Stage: 3 Challenge Level: Challenge Level:1

We received a mass of good solutions to this problem.

Aileen, Becca, and Paulina from Walter J. Paton School described how they arrived at the solution:

The problem "Special Numbers" was really fun to figure out. At first, we didn't understand what it meant. But after a little figuring we noticed a pattern. Here is what we did:
 
We just tried random numbers and came across the number 18. It was only 1 off, so we tried 19.
The sum of 1+9 was 10 and the product of 1x9 was 9.
After that, we added 10+9 and it equaled 19!
That was our original number!
We found a special number!

But, there was still another question: is there more than one special numbers?
As we tried to figure out more we tried the number 29.
That worked too!

After a little observation, we noticed 9 was in the ones (units) place both times!

We tried more numbers such as 39 and 49 and so on.
Those all worked! We had found a pattern!
That was how we figured out that problem.
 
Joseph, from the same school, and May, from Heartlands High School, showed some examples that worked:
 
29:
2 + 9 = 11
2 x 9 = 18
11 + 18 = 29

39:
3 + 9 = 12
3 x 9 = 27 
12 + 27 = 39

49:
4 + 9 = 13
4 x 9 = 36
13 + 36 = 49

59:
5 + 9 = 14
5 x 9 = 45 
14 + 45 = 59

69:
6 + 9 = 15
6 x 9 = 54 
15 + 54 = 69


Joanna, Sophie and Gaby from Kings Sutton Primary School discovered these numbers and then moved on to other sets of special two-digit numbers:

On the first problem we divided up the numbers between the 3 of us and worked on different sections. Joanna started with 0 to 33, Sophie did 34 to 66 and Gaby did the rest.
 
Gaby found 69 worked and at about the same time Joanna found that 19 worked. So then we decided to try every 2 digit number ending in a 9. They all worked.

The algebra was a bit tricky so we looked at the second part and this is what we found:

We found that if you double the tens then the units have to be 8, and if you triple the tens it has to end in 7.

We then noticed a pattern, as the number we multiplied by increases the units value decreases.
We tested out our hypothesis and we found it worked.
 
Eddie, from Wilson's School, did use some algebra to explain his results:
 
Firstly, to make this problem simpler to solve, we can use algebra.
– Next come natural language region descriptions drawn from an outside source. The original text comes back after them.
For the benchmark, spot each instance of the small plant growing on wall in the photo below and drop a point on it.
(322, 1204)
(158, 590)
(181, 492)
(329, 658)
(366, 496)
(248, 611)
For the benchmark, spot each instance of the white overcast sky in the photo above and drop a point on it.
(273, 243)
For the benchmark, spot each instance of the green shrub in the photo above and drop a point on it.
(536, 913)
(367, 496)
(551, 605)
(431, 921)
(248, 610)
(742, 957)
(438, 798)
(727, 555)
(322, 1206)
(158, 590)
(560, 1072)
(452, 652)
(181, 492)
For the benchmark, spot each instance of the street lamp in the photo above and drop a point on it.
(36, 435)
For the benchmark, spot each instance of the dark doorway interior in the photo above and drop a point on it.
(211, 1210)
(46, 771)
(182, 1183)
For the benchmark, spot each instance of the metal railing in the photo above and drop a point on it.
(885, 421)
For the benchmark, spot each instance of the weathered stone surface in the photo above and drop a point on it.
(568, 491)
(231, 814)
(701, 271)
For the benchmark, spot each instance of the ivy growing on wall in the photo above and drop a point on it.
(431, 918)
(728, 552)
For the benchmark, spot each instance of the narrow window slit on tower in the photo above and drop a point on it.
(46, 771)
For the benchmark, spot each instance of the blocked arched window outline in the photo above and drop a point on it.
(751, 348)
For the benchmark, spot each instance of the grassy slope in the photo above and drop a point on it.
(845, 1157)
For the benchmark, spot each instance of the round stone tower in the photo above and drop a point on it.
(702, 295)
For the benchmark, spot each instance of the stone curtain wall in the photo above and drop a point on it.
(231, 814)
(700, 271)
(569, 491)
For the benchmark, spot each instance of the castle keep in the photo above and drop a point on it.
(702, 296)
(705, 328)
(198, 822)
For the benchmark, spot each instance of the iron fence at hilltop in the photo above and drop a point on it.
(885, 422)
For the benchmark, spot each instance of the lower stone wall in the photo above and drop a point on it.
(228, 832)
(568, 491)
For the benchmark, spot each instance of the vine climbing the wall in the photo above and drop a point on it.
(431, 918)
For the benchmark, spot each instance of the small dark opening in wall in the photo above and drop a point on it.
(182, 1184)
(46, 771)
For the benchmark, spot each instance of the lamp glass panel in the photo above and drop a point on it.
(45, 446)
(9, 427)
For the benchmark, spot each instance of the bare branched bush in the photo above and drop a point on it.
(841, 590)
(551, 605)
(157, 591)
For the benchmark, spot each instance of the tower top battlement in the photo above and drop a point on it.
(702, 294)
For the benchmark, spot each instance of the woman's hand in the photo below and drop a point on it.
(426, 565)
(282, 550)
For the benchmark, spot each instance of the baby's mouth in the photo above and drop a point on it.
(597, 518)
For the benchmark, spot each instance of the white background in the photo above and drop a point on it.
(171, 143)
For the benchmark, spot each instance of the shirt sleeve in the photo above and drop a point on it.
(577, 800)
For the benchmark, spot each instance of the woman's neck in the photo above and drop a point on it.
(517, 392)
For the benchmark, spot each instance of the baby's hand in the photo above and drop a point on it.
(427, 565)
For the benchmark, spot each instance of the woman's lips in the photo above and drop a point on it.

This means substituting the first digit of the special number (the tens digit) for 'a', and substituting the second digit (the units digit) for 'b'.

So, the product of the digits (ab) + the sum of the digits (a + b) must equal the original number (10a + b).

As an equation, this is written as:
ab + a + b = 10a + b.

If you take away 'b' from both sides this equates to:
ab + a = 10a

Then, if you take away one 'a' from both sides you get:
ab = 9a
This is because 10 lots of 'a' take away one lot of 'a' is 9 lots (9a).

This can be written as: b x a = 9 x a.
Therefore, when we divide both sides by 'a' we get:
b = 9

This means the second digit (b) of the special number must equal 9.

Now we can check if this works.
Let's substitute 'a' for 1 and 'b' for 9:
1 x 9 + 1 + 9 = 10 x 1 + 9
19 = 19
It works.

Now substitute 'a' for 2:
2 x 9 + 2 + 9 = 10 x 2 + 9
29 = 29

Does 3 work?
3 x 9 + 3 + 9 = 10 x 3 + 9
39 = 39

And so on.
4, 5, 6, 7, 8 and 9 work too.

Now I will provide a reason for why the special numbers go up by 10:

If 'a' is 1, and 'b' is 9, then the number is 19.
The substitutions above show that this works.

If 'a' is 2, then the number is 29 (10 more than 19).
The difference between 1 x 9 and 2 x 9 is +9,
and the difference between 1 + 9 and 2 + 9 is +1.
Add the differences to get a total difference of +10.

Repeat this paragraph with the successive two numbers in the pattern and you will find that it works.


Ben Page from Hethersett High School also used some algebra to explain his results:
 
1x9 + 1 + 9 = 19
2x9 + 2 + 9 = 29
3x9 + 3 + 9 = 39
4x9 + 4 + 9 = 49
5x9 + 5 + 9 = 59
6x9 + 6 + 9 = 69
7x9 + 7 + 9 = 79
8x9 + 8 + 9 = 89
9x9 + 9 + 9 = 99

ab + a + b = 10a + b
ab + a = 10a
ab = 9a
b= 9
So all the two digit "special numbers" end in 9.  
 
Jamie from Mold Alun School explained why the special numbers increased by 10:

Any 2-digit number ending in 9 is one of the special numbers.
Starting with 19 you have
1 + 9 = 10 and 1x9 = 9
10 + 9 = 19

If you increase 19 by 10, the sum increases by 1 and the product increases by 9, giving you the extra 10 you need to make up the next number, 29.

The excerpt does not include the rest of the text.